The Biden administration is racing to implement the trio of proposed regulations before Republican can have a chance to nullify them if they win control of Congress in 2024. Under the Congressional Review Act, a new Congress elected next November could reach back and overturn agency regulations that were finalized within 60 days of the previous Congress.

The crackdown on emissions from automobiles, oil and gas facilities and power plants comes as Mr. Biden prepares to announce his bid for re-election, when he will need the young voters who helped him win the White House in 2020.

At the virtual meeting on Thursday with leaders of other major economies, Mr. Biden said he would seek $500 million from Congress to fight deforestation in the Amazon. On Friday, he signed an executive order to create the White House Office of Environmental Justice and to require every federal agency to develop plans to address the disproportionate impact of pollution and climate change on minority and tribal communities.

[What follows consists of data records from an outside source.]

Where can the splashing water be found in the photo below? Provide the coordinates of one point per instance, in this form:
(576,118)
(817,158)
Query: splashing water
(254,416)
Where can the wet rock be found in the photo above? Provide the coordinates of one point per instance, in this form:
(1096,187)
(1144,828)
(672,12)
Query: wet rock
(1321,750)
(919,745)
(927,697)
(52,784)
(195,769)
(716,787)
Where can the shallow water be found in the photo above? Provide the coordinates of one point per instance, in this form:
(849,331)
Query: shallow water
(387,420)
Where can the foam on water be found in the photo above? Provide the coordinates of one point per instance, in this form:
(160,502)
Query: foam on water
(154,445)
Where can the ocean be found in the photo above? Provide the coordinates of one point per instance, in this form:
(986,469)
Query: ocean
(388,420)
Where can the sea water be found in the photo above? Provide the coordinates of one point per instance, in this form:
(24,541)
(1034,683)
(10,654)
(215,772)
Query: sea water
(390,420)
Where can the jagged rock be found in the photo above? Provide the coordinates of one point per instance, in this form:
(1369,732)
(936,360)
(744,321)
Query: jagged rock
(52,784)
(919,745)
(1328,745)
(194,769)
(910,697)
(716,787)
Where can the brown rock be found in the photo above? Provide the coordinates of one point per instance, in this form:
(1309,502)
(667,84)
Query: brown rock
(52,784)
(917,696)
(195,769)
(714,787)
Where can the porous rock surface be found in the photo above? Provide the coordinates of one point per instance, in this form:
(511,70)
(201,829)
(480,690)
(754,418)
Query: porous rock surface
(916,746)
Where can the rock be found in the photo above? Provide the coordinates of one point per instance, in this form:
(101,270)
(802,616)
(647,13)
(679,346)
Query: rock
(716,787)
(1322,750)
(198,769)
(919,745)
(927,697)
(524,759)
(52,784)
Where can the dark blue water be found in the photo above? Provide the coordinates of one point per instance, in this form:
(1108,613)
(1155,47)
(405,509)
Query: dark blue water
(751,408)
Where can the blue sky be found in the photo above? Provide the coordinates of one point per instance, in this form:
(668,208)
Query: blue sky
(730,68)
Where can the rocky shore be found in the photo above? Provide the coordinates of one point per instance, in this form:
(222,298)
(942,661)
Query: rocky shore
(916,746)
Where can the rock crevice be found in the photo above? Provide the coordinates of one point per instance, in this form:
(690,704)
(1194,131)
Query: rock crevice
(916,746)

“Just since I became president, I’ve flown over literally thousands of acres of land burned flat by wildfire because of environmental changes,” he told environmental activists at a Rose Garden ceremony, where he signed the order. “I’ve seen too many communities turned to rubble by storms growing more frequent and ferocious. It’s an existential threat to our nation and literally to the world.”

Still, electric utilities have complained that any policy that forces them to install carbon capture technology would be far too expensive, driving up energy costs for consumers.

A 2021 report by a group of 600 global investors, including BlackRock, State Street Global Advisors and other top shareholders of U.S. investor-owned utilities, said the high costs of carbon capture “make it a risky and potentially expensive decarbonization strategy.”

But some experts say that conditions surrounding carbon capture technology are shifting.

Once considered by many to be a boondoggle, the technology has matured. The Biden administration is investing billions in research and demonstration projects to advance it further. And while there are only about 40 power plants with the equipment worldwide, that number is growing, albeit slowly. Calpine Corporation, one of the country’s largest generators of electricity from natural gas, is building enormous carbon capture and sequestration facilities for its power generators in Deer Park, Texas.

The Inflation Reduction Act offers incentives to speed up adoption. The law raised existing federal tax credits for electric utilities that capture their carbon dioxide pollution from $85 to $135 per ton of carbon dioxide, up from $30 to $50. That could translate into hundreds of thousands of dollars per year for major power companies.

“To date, the power sector has not found it economical to build,” said Carrie Jenks, the executive director of the Environmental and Energy Law program at Harvard. “But the I.R.A.’s incentives really reduce the cost and make it economically viable. We are seeing companies want to build.”